Kini lewat Peraturan Presiden Nomor 60 Tahun 2020 tentang rencana tata ruang kawasan perkotaan Jabodetabek Puncak Cianjur, pemerintah pusat membentuk Project Management Office (PMO) Bopunjur yang diketuai oleh Menteri Agraria Tata Ruang/BPN untuk memadukan semua program pemulihan kawasan Puncak. BKSP Jabodetabek Puncak Cianjur pun melebur di dalamnya.
Direktur Jenderal Pengendalian dan Penertiban Tanah dan Ruang, Kementerian Agraria dan Tata Ruang/BPN, Budi Situmorang mengatakan, PMO Bopunjur tugasnya menggabungkan semua program supaya dapat diatur waktu dan tempatnya, termasuk apa saja program pemerintah daerah setiap tahun untuk kawasan Bopunjur. Kementerian Pekerjaan Umum dan Perumahan Rakyat, contohnya, juga akan membagi kegiatan sumur resapan di kawasan Puncak kepada PMO.

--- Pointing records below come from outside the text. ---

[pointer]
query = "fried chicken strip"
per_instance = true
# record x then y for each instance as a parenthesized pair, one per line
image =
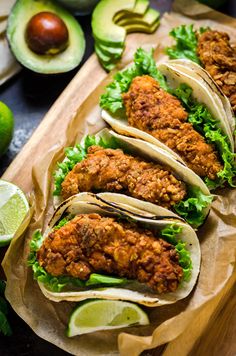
(92, 243)
(153, 110)
(219, 59)
(113, 171)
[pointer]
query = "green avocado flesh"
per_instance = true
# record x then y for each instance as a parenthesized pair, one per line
(148, 19)
(139, 9)
(113, 19)
(113, 52)
(65, 61)
(104, 29)
(141, 28)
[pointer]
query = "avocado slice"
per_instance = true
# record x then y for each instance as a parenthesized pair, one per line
(111, 52)
(142, 28)
(139, 9)
(21, 14)
(104, 29)
(150, 16)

Untuk membagi proyek kegiatan kepada PMO, menurut Budi, dapat langsung dimasukkan programnya ke PMO. Kemudian PMO yang menentukan lokasinya. “PMO yang menentukan lokasinya. Tetapi tetap melalui identifikasi oleh ahli-ahli hidrologi kita,” jelasnya.

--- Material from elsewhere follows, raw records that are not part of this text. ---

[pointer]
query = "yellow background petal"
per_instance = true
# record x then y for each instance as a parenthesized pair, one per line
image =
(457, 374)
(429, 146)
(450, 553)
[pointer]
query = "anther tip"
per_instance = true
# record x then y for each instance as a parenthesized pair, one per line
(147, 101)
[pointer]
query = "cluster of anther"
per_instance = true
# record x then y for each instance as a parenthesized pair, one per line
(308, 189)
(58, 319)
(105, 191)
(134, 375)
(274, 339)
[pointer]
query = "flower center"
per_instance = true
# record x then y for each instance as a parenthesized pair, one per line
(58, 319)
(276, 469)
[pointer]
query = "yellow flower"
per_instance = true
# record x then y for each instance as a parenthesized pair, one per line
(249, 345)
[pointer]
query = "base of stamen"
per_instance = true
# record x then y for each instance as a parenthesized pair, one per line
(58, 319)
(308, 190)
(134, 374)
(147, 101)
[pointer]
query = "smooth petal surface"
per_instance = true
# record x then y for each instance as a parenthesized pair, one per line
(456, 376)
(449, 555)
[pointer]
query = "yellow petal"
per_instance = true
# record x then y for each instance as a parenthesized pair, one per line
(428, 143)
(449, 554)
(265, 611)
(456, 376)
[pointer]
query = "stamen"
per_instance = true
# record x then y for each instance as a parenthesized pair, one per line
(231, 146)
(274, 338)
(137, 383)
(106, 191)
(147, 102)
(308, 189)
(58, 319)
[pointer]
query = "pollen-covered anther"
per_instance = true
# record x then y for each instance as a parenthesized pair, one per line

Budi optimistis, PMO Bopunjur dapat berjalan lebih efektif dibandingkan BKSP Jabodetabek Puncak Cianjur, dengan syarat semua institusi mau melebur ke dalam PMO. Dia mengakui, yang masih keberatan adalah Kementerian Dalam Negeri, dan hingga saat ini pihaknya masih dilakukan pendekatan.
“BKSP Jabodetabek Punjur itu, dari hasil evaluasi kami, itu nggak jalan. Karena ini (kegiatan di BKSP Jabodetabek Punjur) hanya tukar baju saja setiap hari (BKSP setiap tahun dipimpin kepala daerah secara bergantian). Hari ini DKI, besok Banten, besoknya lagi Jawa Barat. Apa yang dikerjakan? Hanya nongkrong nggak jelas. Sekarang kami action. Kementerian Kehutanan Lingkungan Hidup, Kementerian PUPR, gubernur, sekian puluh kabupaten/kota, dan Pak Menteri sudah siap,” ujar Budi.

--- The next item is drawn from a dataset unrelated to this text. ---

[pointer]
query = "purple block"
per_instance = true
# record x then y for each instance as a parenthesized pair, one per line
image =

Lewat PMO ini, menurut Budi, pihaknya berharap friksi antar-kementerian dapat berkurang, dan begitu pula friksi antar-gubernur dan bupati. Karena di dalam PMO juga ada TNI dan Polri. “Tetapi tentu PMO nggak mampu menjawab semua tantangan. Karena itu media perlu mengawasi,” jelasnya.